API Connect

 View Only
  • 1.  APIC Analytics Subsystem Performance Monitoring

    Posted 22 days ago

    Hi 

    Need  advice on how to effectively monitor the performance of the Analytics subsystem. Additionally, I'd like to understand how can best handle situations where performance starts to deteriorate.

     

    We are using API Connect 10.0.5 VMware deployment. Currently API Connect retains 3 months of analytics data in APIC servers. With that we would like to understand that in addition to monitoring CPU, memory, and storage, what other parameters or metrics can be tracked to proactively identify performance issues within the APIC Analytics subsystem. This would allow us to address potential slowdowns before they become critical. Additionally, they'd like to explore options for remediating performance issues, such as data archiving or alternative approaches.

     



    ------------------------------
    Guo Jun Qiao
    ------------------------------


  • 2.  RE: APIC Analytics Subsystem Performance Monitoring

    Posted 21 days ago

    Analytics provides a cluster management API to allow access to health metrics for analytics storage. For example, you can obtain CPU and memory information with the "cat/nodes" endpoint:

    https://apic-api.apiconnect.ibmcloud.com/v10/10.0.5.7.html#/IBMAPIConnectAnalyticsAPI_200/operation/%2F{analytics-service}%2Fcloud%2Fclustermgmt%2Fstorage%2Fcat%2Fnodes/get

    You can obtain disk usage with the "cat/allocation" endpoint:

    https://apic-api.apiconnect.ibmcloud.com/v10/10.0.5.7.html#/IBMAPIConnectAnalyticsAPI_200/operation/%2F{analytics-service}%2Fcloud%2Fclustermgmt%2Fstorage%2Fcat%2Fallocation/get

    The most important metrics for performance are heap memory and disk usage. If you are retaining 3 months (90 days) of data when analytics is running with a small amount of memory, you are very likely to encounter performance problems due to high heap usage leading to a lot of time spent garbage collecting. The mitigation here is to either reduce the data retention or switch to a deployment profile with more memory. Guidance on suitable retention periods is available here:

    https://www.ibm.com/docs/en/api-connect/10.0.5.x_lts?topic=analytics-configuring-data-retention-index-rollover-time-periods

    Disk usage should be kept below 80% to avoid the performance impact of data being moved away from nodes that are low on disk space.

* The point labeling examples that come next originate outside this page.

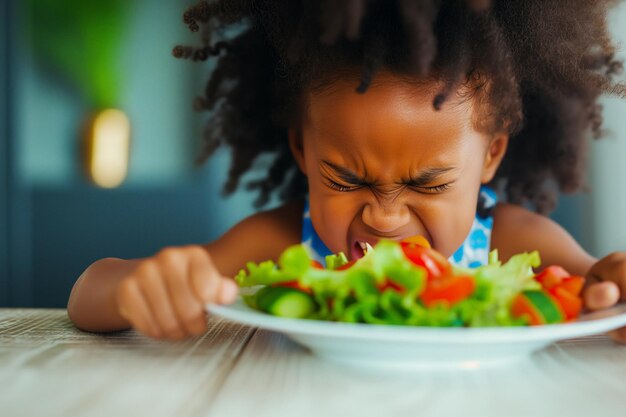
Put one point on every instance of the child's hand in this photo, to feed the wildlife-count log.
(608, 286)
(165, 294)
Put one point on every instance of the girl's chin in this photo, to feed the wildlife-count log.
(355, 251)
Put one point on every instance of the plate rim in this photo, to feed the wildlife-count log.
(240, 312)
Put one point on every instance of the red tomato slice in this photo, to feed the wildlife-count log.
(570, 303)
(573, 284)
(551, 276)
(450, 290)
(345, 266)
(432, 261)
(418, 240)
(315, 264)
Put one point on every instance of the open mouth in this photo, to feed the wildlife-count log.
(359, 249)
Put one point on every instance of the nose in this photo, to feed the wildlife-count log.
(385, 217)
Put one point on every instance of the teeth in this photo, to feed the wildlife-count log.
(366, 247)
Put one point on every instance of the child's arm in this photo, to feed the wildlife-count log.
(164, 295)
(519, 230)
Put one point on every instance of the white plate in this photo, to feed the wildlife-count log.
(409, 348)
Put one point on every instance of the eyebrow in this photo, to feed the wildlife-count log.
(427, 176)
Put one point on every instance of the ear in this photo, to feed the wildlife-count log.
(495, 153)
(297, 148)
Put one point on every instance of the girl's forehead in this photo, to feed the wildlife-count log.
(391, 119)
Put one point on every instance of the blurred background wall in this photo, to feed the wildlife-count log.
(54, 223)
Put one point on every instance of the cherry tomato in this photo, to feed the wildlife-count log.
(450, 290)
(551, 276)
(432, 261)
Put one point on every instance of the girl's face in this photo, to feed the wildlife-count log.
(385, 164)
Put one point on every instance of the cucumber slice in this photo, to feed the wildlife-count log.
(546, 306)
(285, 302)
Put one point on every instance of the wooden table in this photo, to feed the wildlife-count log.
(48, 368)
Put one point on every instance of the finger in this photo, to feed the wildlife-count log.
(189, 310)
(601, 295)
(134, 308)
(158, 300)
(204, 277)
(611, 268)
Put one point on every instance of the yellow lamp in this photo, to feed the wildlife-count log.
(106, 148)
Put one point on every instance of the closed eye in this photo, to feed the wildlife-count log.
(338, 187)
(433, 189)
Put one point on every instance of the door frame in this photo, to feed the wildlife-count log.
(15, 204)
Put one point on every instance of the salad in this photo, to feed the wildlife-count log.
(409, 283)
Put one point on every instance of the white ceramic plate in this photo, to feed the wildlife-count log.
(409, 348)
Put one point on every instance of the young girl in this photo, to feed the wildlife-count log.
(386, 120)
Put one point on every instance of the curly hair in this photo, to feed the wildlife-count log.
(537, 68)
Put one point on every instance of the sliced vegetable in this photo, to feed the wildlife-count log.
(570, 303)
(538, 307)
(418, 240)
(551, 276)
(432, 261)
(406, 283)
(285, 302)
(448, 290)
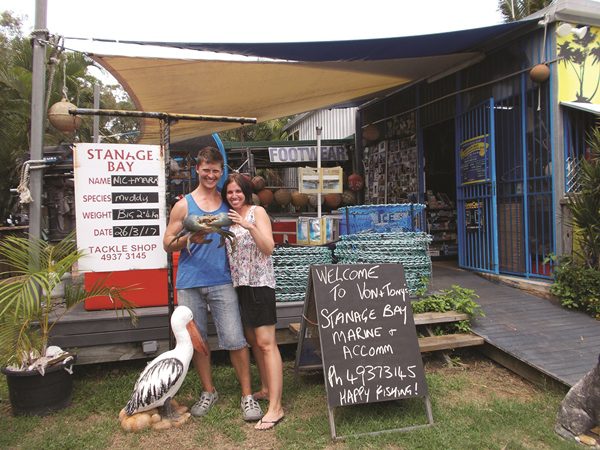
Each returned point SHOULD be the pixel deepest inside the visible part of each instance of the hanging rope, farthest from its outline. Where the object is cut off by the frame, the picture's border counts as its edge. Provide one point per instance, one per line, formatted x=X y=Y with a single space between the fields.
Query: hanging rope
x=23 y=188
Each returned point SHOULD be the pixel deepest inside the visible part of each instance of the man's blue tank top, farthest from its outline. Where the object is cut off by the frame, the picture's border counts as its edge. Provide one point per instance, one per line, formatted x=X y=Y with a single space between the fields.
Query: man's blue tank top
x=205 y=264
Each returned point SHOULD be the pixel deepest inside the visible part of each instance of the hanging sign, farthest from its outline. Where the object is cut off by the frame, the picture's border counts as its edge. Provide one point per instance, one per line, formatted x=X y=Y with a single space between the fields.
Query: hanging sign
x=302 y=154
x=120 y=206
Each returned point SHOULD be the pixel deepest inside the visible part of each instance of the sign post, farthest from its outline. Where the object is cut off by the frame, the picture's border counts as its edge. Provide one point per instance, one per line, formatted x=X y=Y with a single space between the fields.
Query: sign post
x=369 y=351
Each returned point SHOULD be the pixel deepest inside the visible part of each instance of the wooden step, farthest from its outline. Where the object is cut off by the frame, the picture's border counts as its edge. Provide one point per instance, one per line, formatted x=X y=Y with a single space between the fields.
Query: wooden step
x=449 y=341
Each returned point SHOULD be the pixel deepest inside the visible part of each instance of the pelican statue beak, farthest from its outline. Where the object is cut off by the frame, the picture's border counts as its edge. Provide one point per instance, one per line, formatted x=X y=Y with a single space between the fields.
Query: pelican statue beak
x=197 y=341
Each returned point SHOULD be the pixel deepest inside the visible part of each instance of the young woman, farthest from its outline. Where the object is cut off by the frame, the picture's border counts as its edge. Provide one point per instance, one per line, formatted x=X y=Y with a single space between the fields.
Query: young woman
x=254 y=279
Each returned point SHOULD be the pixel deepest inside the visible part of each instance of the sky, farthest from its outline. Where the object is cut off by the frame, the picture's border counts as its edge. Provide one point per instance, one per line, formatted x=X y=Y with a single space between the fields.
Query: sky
x=258 y=20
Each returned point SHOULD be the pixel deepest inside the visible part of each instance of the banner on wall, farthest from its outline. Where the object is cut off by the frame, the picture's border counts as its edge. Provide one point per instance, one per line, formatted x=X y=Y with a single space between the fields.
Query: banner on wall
x=120 y=206
x=473 y=160
x=577 y=67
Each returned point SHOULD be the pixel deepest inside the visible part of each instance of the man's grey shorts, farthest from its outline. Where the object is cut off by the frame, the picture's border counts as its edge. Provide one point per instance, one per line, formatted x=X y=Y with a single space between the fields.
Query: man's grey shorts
x=225 y=311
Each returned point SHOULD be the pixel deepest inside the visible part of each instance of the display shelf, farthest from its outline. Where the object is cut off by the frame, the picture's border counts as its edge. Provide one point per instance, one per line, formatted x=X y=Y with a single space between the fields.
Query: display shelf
x=441 y=225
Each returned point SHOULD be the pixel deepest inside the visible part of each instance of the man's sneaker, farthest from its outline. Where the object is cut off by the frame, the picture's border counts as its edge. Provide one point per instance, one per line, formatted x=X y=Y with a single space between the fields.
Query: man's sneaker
x=251 y=409
x=202 y=406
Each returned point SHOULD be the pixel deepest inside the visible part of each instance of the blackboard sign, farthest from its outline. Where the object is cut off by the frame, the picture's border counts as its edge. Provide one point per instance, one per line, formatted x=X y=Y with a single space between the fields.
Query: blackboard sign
x=369 y=346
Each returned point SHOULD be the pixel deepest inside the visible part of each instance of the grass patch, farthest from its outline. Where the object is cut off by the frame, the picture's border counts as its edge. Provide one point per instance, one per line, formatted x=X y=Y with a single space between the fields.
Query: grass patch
x=478 y=405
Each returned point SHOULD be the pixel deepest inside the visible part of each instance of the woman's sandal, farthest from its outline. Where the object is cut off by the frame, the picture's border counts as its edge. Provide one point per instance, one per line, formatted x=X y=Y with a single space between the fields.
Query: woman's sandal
x=261 y=395
x=271 y=424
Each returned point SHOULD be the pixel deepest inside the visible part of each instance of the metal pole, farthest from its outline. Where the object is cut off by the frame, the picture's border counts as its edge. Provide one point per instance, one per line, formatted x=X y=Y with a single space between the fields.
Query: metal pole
x=39 y=37
x=166 y=125
x=319 y=130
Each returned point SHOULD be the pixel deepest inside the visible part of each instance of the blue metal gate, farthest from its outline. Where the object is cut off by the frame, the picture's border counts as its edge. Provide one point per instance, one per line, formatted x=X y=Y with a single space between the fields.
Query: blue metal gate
x=476 y=189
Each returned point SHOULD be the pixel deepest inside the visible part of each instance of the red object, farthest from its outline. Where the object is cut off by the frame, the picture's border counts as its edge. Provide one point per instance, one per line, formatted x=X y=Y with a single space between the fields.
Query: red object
x=266 y=197
x=333 y=200
x=284 y=230
x=150 y=287
x=355 y=182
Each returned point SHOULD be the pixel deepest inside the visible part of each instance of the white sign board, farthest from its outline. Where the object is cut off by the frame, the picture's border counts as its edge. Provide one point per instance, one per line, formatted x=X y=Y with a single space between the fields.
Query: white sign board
x=120 y=206
x=301 y=154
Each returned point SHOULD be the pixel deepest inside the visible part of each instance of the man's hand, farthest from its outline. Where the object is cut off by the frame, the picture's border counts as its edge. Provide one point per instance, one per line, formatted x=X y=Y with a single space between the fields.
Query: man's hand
x=199 y=237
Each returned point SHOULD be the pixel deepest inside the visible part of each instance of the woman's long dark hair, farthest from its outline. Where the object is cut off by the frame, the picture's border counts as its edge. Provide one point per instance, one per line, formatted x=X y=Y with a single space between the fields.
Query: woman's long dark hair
x=243 y=182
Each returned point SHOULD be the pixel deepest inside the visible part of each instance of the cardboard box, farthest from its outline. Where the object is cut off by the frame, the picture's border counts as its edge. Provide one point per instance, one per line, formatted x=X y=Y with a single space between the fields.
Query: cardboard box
x=302 y=231
x=284 y=231
x=315 y=231
x=332 y=180
x=309 y=180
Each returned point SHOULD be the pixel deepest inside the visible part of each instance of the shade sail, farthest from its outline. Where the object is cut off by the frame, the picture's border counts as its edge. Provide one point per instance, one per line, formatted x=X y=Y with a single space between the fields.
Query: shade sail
x=322 y=75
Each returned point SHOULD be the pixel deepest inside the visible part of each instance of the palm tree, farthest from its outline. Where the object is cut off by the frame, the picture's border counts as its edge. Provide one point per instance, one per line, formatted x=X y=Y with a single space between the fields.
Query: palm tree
x=574 y=54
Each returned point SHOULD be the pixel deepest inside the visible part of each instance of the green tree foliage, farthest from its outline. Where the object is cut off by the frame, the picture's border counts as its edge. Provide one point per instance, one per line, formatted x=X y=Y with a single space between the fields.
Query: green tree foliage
x=63 y=69
x=585 y=204
x=513 y=10
x=577 y=279
x=574 y=55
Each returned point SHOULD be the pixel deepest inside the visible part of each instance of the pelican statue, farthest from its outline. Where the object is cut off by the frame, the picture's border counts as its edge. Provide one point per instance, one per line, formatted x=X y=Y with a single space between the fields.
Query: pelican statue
x=164 y=375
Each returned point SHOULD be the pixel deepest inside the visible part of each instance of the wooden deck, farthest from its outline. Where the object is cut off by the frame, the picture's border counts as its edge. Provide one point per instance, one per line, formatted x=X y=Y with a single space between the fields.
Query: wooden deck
x=524 y=330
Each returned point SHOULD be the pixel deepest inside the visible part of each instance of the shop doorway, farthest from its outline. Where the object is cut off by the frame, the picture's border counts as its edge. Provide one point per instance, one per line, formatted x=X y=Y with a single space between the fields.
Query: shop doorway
x=440 y=189
x=475 y=193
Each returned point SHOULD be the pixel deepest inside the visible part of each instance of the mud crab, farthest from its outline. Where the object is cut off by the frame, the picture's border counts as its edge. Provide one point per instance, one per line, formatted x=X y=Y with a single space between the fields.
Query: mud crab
x=210 y=223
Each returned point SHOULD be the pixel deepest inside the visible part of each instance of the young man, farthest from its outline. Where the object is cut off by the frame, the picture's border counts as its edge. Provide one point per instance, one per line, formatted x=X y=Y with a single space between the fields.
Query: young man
x=204 y=279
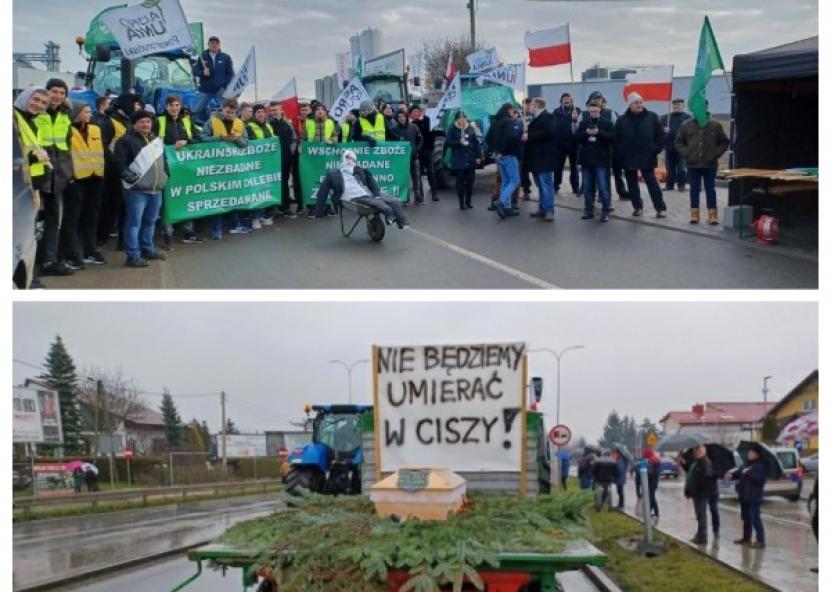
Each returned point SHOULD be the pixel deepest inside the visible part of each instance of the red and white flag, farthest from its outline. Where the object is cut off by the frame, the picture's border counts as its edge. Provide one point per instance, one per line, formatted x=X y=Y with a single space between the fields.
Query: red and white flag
x=451 y=69
x=654 y=84
x=549 y=47
x=291 y=103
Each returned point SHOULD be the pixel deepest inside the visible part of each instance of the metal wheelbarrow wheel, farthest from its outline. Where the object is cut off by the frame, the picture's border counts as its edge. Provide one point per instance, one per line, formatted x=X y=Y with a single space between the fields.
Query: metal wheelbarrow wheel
x=376 y=228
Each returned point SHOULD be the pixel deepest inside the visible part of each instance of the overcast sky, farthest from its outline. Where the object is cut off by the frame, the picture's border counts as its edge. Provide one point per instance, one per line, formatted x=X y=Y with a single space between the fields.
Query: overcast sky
x=301 y=38
x=641 y=359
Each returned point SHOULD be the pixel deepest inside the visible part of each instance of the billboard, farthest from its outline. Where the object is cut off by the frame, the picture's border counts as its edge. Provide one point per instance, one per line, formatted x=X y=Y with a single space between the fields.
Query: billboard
x=36 y=416
x=242 y=445
x=458 y=407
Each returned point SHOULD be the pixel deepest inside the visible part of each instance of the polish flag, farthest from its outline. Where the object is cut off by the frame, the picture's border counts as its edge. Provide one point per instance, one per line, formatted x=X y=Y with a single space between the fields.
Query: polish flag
x=549 y=47
x=291 y=103
x=654 y=84
x=451 y=69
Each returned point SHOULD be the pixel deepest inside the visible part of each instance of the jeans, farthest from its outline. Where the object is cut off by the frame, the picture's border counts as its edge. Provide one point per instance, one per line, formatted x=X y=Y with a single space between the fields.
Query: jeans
x=596 y=176
x=141 y=211
x=574 y=170
x=509 y=170
x=709 y=177
x=464 y=185
x=652 y=186
x=425 y=166
x=52 y=214
x=752 y=520
x=700 y=504
x=714 y=514
x=548 y=195
x=200 y=109
x=676 y=172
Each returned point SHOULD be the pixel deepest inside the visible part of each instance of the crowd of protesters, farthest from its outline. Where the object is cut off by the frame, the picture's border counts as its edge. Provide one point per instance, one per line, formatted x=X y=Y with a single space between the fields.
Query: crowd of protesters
x=99 y=171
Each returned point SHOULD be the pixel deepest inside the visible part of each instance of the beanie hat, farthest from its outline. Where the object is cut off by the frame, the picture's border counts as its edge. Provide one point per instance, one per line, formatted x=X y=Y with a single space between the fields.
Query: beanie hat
x=140 y=114
x=77 y=106
x=53 y=82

    You might also want to consider configuring analytics to offload the data to an external system for longer retention so that you can reduce the resource load on analytics. Details regarding offload are available here:

    https://www.ibm.com/docs/en/api-connect/10.0.5.x_lts?topic=deployment-planning-offload-data-third-party-system



    ------------------------------
    Mark Taylor
    ------------------------------



  • 3.  RE: APIC Analytics Subsystem Performance Monitoring

    Posted 20 days ago

    Hi Mark

    Thank you for your reply.

    Is it possible for Fluent-bit to collect and forward the CPU, memory and disc space information to remote Syslog server?

    cat/nodes (CPU, memory)

    cat/allocation (disc space)



    ------------------------------
    Guo Jun Qiao
    ------------------------------



  • 4.  RE: APIC Analytics Subsystem Performance Monitoring

    Posted 16 days ago

    We have not tested using Fluent-bit and I confess I am not very familiar with that offering.

    I think it's worth mentioning that the APIs I highlighted are accessible via the API Connect toolkit CLI. Having briefly reviewed the Fluent-bit website, it might be possible to configure it to use this CLI to collect the metrics you are interested in and forward them.



    ------------------------------
    Mark Taylor
    ------------------------------



  • 5.  RE: APIC Analytics Subsystem Performance Monitoring

    Posted 15 days ago

    No it can't.

    It can basically only forward the container logs.

    If you were running on your own container environment you'd have more flexibility to access information like that from tools like Prometheus or instana.

    That info is available via the apic api/cli but you'd need to call the api, it's not going to be forwarded for you.



    ------------------------------
    Chris Dudley
    ------------------------------



  • 6.  RE: APIC Analytics Subsystem Performance Monitoring

    Posted 11 days ago

    Hi Chris, 

    According to Mark from his above reply , heap memory and disk space usage are the most important metrics for performance monitoring of the Analytics sub-system. When calling the /cat/nodes API for memory and /cat/allocation for disk space, will APIC check: 

    • Memory:
      • Total memory allocated to the server? 
      • OR Heap memory allocated specifically to the Analytics sub-system? 
    • Disk Space:
      • Total disk space usage of the server?
      • OR Disk space usage of the specific partition allocated to APIC (e.g., /path/to/apic)? 



    ------------------------------
    Guo Jun Qiao
    ------------------------------



  • 7.  RE: APIC Analytics Subsystem Performance Monitoring

    Posted 11 days ago

    Those are opensearch APIs, I suggest you refer to their documentation. APIC is just exposing the Opensearch api. Note that's only giving you information about analytics storage and not any of the other pods.



    ------------------------------
    Chris Dudley
    ------------------------------